Groundforce declarada insolvente a pedido da TAP

O tribunal da Comarca de Lisboa declarou, esta quarta-feira, a insolvência da Grounforce.

"Esta decisão resulta do pedido feito a 10 de maio, pela TAP, S.A., na qualidade de credora, com o objetivo de procurar salvaguardar a viabilidade e a sustentabilidade da empresa de handling, assegurando a sua atividade operacional nos aeroportos portugueses", revela a transportadora aérea em comunicado.

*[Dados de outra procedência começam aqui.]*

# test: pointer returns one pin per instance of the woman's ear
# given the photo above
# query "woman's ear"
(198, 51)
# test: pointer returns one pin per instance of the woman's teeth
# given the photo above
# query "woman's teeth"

Para a TAP, esta é "a solução transitória que melhor permite restaurar a confiança na gestão da Groundforce". Ainda assim, esta decisão não implica, "por si, a cessação automática dos contratos de trabalho dos trabalhadores da SPdH nem a suspensão dos contratos de prestação duradoura de serviços por parte da Groundforce, incluindo os serviços de assistência em escala à TAP".

Numa outra nota, publicada pela Comissão do Mercado de Valores Mobiliários (CMVM), a TAP diz que, "caso tal se mostre viável, a possibilidade de continuidade da atividade da SPdH pode ser apreciada no quadro do processo de insolvência, sendo que os credores podem decidir pela aprovação de um plano de recuperação desta empresa".

"Sem prejuízo da possibilidade de impugnação da sentença nos termos previstos na lei, seguir-se-á a tramitação própria do processo de insolvência", indicou ainda a transportadora.

"A TAP, ao mesmo tempo que continuará a zelar pela defesa dos seus melhores interesses, permanece empenhada em trabalhar em soluções que permitam assegurar a capacidade de resposta operacional e a sustentabilidade financeira da Groundforce", concluiu na mesma nota.

O ministro das Infraestruturas disse, no dia 18 de maio, que a insolvência da Groundforce "não é sinónimo de falência" e reiterou que não há "nenhuma intenção" de encerrar a empresa de 'handling' e despedir trabalhadores.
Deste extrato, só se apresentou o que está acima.